The Largest Reported Dissecting Aneurysm of Ascending Aorta Following Aortic Valve Replacement Accompanied by Superior Vena Cava Syndrome.

BACKGROUND: Ascending aortic dissection (AAD) is a rare and serious complication of aortic valve replacement. Multiple risk factors such as connective tissue disease, aortic wall thinning, aortic diameter, calcification of wall, structural features of aortic wall and associated diseases have been considered as a predisposing factor for the occurrences of AAD. Preoperative recognition of these variables with proper intra intra operative logic judgment may decrease the incidence of this complication. CASE DETAILS: We herein present a huge ascending aorta with dissecting aneurysm (AAD) with a large intra-operative diameter (15 cm) that has not been recorded in the medical literature so far. He presented with dyspnea, chest pain and amazing symptom of superior vena cava syndrome.
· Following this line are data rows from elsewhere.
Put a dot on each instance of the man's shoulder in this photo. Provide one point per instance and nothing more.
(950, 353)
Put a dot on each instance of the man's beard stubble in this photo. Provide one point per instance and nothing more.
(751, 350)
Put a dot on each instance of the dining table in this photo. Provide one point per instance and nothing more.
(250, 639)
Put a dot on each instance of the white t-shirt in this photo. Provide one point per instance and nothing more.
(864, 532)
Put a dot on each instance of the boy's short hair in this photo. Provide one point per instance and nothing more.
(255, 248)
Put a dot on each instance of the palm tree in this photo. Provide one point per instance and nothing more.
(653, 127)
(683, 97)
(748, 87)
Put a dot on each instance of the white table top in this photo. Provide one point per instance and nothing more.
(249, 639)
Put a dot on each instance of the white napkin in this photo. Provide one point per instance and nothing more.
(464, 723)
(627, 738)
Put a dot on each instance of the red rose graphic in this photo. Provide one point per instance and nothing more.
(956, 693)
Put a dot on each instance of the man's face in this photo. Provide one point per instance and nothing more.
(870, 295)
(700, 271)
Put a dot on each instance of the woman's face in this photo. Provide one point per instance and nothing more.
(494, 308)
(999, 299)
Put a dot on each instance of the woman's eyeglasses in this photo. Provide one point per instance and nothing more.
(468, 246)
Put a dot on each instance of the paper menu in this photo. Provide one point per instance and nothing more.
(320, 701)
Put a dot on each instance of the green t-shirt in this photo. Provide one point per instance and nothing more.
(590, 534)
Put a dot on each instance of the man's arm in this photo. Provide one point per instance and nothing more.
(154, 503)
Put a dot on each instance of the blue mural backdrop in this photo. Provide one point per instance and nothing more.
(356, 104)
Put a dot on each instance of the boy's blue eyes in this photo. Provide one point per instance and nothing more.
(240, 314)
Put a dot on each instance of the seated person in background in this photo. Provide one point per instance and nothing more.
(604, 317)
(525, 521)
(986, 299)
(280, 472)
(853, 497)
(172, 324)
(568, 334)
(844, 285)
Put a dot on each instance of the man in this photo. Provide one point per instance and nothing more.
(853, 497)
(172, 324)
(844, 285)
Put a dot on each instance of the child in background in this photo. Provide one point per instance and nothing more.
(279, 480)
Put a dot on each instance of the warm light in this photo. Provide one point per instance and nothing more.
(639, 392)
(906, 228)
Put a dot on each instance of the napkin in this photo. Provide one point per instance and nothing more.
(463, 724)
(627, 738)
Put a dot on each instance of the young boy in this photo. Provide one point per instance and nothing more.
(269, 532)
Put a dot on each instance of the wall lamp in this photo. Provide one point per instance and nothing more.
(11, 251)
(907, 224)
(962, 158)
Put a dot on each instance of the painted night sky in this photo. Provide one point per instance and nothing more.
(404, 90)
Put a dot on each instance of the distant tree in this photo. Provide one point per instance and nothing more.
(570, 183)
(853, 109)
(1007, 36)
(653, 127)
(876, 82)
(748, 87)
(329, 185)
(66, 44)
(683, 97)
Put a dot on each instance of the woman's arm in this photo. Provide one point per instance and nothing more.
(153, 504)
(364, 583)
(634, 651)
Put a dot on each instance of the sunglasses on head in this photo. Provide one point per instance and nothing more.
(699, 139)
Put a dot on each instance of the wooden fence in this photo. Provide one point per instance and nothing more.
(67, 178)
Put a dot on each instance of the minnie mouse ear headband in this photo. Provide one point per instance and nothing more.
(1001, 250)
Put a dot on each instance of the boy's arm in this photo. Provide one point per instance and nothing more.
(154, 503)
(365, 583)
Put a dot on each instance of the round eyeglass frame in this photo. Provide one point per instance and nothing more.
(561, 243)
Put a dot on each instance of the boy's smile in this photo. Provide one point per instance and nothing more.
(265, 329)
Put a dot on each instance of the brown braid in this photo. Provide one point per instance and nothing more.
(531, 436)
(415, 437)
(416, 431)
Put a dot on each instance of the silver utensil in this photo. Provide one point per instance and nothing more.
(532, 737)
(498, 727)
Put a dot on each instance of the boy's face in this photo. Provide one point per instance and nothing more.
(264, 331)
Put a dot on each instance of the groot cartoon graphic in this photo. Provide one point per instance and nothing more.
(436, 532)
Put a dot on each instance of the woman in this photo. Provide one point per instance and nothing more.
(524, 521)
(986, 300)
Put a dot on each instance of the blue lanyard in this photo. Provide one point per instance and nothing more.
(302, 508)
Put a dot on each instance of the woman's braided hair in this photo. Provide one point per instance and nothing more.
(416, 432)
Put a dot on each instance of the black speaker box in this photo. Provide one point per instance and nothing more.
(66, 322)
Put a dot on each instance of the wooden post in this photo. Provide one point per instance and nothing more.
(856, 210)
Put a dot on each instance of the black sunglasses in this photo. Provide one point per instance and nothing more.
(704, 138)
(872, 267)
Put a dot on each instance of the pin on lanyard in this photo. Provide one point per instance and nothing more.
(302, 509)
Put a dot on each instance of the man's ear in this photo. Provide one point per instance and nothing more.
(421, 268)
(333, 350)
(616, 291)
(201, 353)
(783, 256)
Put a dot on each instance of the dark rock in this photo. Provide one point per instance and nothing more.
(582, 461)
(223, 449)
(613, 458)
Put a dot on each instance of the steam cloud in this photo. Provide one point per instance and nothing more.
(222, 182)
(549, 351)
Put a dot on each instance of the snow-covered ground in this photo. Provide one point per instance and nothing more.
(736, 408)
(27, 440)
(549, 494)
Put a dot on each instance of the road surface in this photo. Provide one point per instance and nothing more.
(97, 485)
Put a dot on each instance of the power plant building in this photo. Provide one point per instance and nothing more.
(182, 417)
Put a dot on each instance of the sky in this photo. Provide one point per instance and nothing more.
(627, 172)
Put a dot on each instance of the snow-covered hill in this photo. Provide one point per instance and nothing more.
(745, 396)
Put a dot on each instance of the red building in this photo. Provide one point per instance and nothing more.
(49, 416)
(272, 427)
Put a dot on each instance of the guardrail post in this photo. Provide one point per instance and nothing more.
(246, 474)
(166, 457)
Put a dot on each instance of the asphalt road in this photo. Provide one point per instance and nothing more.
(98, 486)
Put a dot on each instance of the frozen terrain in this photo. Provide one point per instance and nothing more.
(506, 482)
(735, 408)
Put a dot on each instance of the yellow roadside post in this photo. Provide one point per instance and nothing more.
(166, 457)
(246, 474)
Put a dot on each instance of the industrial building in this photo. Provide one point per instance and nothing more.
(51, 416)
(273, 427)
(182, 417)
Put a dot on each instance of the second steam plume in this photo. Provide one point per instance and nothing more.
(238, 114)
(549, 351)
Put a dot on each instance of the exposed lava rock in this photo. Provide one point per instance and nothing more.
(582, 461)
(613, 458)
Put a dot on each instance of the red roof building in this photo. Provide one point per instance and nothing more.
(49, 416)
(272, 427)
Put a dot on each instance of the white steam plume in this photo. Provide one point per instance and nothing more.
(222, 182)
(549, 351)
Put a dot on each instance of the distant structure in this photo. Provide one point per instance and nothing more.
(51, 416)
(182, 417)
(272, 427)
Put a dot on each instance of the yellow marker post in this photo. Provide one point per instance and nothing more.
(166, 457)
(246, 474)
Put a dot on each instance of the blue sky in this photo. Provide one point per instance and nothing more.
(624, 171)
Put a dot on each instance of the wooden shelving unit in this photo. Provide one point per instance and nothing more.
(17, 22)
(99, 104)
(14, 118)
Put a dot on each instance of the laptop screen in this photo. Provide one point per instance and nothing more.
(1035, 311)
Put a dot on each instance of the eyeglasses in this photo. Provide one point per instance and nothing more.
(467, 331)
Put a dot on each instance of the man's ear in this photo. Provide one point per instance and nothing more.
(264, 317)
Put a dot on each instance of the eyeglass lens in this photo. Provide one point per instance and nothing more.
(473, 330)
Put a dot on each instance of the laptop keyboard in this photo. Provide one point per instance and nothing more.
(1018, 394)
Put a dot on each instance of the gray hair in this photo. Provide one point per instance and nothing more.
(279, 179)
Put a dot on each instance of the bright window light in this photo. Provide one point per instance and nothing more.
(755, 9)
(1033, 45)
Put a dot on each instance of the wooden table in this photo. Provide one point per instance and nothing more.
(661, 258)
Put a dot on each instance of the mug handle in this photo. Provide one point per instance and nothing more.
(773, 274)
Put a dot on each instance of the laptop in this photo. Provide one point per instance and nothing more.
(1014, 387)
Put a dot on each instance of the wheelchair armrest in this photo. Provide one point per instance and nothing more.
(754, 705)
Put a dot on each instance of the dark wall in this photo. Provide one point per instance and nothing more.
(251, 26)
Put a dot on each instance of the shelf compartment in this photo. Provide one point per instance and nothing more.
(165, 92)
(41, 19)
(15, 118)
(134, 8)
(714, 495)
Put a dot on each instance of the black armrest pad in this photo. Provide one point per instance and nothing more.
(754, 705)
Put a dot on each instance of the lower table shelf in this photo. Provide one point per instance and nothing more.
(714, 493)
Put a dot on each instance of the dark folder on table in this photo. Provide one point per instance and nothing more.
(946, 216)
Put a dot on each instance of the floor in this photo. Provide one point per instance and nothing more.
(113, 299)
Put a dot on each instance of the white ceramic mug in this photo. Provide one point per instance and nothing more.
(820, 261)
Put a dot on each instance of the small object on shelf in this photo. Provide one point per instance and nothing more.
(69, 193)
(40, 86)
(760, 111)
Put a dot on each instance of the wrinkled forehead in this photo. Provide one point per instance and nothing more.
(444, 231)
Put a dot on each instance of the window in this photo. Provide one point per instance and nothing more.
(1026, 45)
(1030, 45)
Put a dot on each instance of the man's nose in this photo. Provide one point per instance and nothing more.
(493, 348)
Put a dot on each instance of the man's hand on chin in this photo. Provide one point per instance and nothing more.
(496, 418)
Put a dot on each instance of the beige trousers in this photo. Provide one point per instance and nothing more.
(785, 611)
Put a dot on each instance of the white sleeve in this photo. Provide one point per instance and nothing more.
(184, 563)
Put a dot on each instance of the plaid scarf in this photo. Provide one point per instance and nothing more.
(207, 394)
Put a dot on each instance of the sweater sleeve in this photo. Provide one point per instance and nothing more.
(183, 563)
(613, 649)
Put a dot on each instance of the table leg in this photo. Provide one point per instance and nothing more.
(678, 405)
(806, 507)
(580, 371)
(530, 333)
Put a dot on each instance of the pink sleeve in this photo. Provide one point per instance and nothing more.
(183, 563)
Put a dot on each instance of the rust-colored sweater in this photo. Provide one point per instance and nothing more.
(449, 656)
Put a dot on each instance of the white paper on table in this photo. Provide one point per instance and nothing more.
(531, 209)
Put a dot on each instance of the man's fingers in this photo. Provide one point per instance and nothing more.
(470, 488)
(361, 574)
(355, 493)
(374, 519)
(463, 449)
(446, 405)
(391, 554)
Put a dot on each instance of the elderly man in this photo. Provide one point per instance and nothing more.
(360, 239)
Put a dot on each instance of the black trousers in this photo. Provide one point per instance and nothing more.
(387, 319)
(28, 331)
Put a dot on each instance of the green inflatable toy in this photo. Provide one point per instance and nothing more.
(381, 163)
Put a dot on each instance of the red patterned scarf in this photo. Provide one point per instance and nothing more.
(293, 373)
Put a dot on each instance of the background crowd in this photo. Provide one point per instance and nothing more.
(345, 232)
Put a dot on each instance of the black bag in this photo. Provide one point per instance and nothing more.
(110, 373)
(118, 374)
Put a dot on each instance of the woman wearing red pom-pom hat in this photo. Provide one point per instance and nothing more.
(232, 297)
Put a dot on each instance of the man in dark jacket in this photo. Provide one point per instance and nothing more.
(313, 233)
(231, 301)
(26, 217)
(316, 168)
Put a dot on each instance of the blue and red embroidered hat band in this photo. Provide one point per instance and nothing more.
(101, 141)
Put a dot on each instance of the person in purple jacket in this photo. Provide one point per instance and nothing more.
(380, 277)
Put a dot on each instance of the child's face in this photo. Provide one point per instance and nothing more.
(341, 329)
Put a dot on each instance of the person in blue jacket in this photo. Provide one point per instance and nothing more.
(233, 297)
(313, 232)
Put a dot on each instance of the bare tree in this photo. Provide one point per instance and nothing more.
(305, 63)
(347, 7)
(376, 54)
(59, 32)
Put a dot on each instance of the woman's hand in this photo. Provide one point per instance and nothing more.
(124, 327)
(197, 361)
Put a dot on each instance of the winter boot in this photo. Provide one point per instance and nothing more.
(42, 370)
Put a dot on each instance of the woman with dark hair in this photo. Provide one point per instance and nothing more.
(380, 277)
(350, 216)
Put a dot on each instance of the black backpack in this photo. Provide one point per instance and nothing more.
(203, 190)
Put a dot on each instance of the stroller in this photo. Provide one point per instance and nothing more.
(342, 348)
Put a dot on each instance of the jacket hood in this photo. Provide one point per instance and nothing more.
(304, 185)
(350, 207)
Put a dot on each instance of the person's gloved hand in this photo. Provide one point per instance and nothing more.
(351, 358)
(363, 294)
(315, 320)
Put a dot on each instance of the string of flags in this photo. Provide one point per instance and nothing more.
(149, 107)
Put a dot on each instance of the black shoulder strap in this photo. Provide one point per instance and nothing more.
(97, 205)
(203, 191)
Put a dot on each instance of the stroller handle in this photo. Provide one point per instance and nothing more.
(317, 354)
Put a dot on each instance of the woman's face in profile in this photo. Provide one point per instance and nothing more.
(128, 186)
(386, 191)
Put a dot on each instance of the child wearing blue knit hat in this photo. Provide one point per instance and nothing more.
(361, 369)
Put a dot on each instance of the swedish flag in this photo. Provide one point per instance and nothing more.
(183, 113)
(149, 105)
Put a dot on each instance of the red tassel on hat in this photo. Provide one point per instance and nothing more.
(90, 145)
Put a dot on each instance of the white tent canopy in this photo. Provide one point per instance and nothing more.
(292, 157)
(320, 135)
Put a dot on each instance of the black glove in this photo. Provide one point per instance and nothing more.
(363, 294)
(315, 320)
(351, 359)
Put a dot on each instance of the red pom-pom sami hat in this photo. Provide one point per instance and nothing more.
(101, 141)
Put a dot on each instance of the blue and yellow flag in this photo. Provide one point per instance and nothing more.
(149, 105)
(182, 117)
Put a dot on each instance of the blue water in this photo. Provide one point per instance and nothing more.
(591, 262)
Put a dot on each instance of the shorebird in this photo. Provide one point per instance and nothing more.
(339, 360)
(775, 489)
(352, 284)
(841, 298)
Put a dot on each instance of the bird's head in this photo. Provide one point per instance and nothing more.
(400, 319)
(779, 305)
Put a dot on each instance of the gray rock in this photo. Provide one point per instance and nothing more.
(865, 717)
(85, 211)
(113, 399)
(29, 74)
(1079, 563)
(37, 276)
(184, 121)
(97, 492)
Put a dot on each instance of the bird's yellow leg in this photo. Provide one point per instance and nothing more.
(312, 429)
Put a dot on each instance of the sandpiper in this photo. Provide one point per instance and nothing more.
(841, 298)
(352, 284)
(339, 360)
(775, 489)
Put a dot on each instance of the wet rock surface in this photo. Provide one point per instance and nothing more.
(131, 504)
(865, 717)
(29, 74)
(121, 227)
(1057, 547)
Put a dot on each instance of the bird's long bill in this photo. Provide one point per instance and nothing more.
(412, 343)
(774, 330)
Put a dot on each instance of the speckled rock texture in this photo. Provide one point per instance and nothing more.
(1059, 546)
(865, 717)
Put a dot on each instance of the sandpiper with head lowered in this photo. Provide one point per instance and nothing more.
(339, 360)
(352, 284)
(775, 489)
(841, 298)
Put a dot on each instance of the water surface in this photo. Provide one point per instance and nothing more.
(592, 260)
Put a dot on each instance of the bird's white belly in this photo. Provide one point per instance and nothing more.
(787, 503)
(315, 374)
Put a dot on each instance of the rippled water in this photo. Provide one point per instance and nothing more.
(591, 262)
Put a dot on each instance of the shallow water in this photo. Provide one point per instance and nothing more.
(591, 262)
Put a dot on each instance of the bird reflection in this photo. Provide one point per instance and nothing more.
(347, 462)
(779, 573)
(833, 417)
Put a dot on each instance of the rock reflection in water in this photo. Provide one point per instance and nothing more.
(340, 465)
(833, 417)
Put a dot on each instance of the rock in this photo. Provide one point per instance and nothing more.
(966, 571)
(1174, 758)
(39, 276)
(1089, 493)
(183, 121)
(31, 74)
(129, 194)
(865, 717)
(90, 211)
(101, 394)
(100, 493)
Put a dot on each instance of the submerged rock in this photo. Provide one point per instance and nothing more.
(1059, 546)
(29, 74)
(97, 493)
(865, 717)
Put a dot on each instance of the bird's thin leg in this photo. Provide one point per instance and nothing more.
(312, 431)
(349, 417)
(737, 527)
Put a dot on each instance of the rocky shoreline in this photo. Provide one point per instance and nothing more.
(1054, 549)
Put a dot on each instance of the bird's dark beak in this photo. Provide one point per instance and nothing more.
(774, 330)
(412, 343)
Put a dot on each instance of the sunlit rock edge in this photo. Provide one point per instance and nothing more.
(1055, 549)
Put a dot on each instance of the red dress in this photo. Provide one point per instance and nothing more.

The patient underwent open heart surgery with resection of ascending aorta aneurysm with classic Bentall operation. The post-operative period was associated with uneventful course and the patient was discharged with good condition on 12(th) post-operative day.
CONCLUSION: A six months' follow-up revealed abolishment of chest pain and superior vena cava (SVC) syndrome and good prosthetic composite graft function with no recurrence of pseudo aneurysm or dissection.

Introduction

Aortic dissection is not a rare event in general population but is a very rare and serious complication in post aortic valve replacement. However, the incidence of aortic dissection (type A) varies between 3.5 to 9 per 100,000 persons in general population, but this prevalence is much higher and reaches between 0.6 to 1% in post AVR surgery. Although AVR itself is considered as an independent risk factor for the development of subsequent dissection, the preoperative and the patient's risk factors also determinate occurrences of post-operative dissection (1,2). These risk factors include aortic insufficiency, systemic hypertension, male gender, thinned or fragile aortic wall and ascending aortic dilatation (3). In this article, we present a successful surgical treatment of a giant dissecting aneurysm of ascending aorta late after aortic valve replacement with large diameter (15 cm). The largest reported dissecting aneurism in post AVR surgery (9 cm) related to Fukui study was smaller than our case (4). However, SVC syndrome was reported in post AVR surgery but two unique features of ours case related to size of dissecting aneurism and SVC syndrome that rarely has been reported in medical literature. The most common causes of superior venacava syndrome are mediastinal tumors that by external compression or intra luminal invasion of the cava leadd to SVC syndrome. Among benign causes, the dissected pseudoaneurysm of the ascending aorta in post AVR period is exceedingly rare.

Case Report

A 67-year-old man with cough, chest pain and dyspnea and intermittent symptom of superior vena cava syndrome (SVCS) as upper thorax plethora, dilated jugular veins, dark blue change of neck and severe headache from 4 weeks earlier was referred to our center from another hospital. His aforementioned symptoms were aggravated by bending forward, straining and cough. As his dyspnea worsened, he was referred for transe thoracic echocardiography examination after a widening of mediastinum was seen on chest radiography. The patient's history showed prosthetic aortic valve replacement with carbomedic (23 number of sorin group) that has been performed 10 years earlier. In the previous operation, risk factors such as coarectation, bicuspid aortic valve, aortic wall, calcification or thin aortic wall were not reported. However, patient's native valve and its ring was calcified, and ascending aorta had a diameter of 41 mm. Physical examination revealed no murmur along the precordium.The patient was dyspnoeic with chest pain. His blood pressure was normal and the oxygen saturation without oxygen supply was 92%. ECG showed atrial fibrillation with rapid ventricular response.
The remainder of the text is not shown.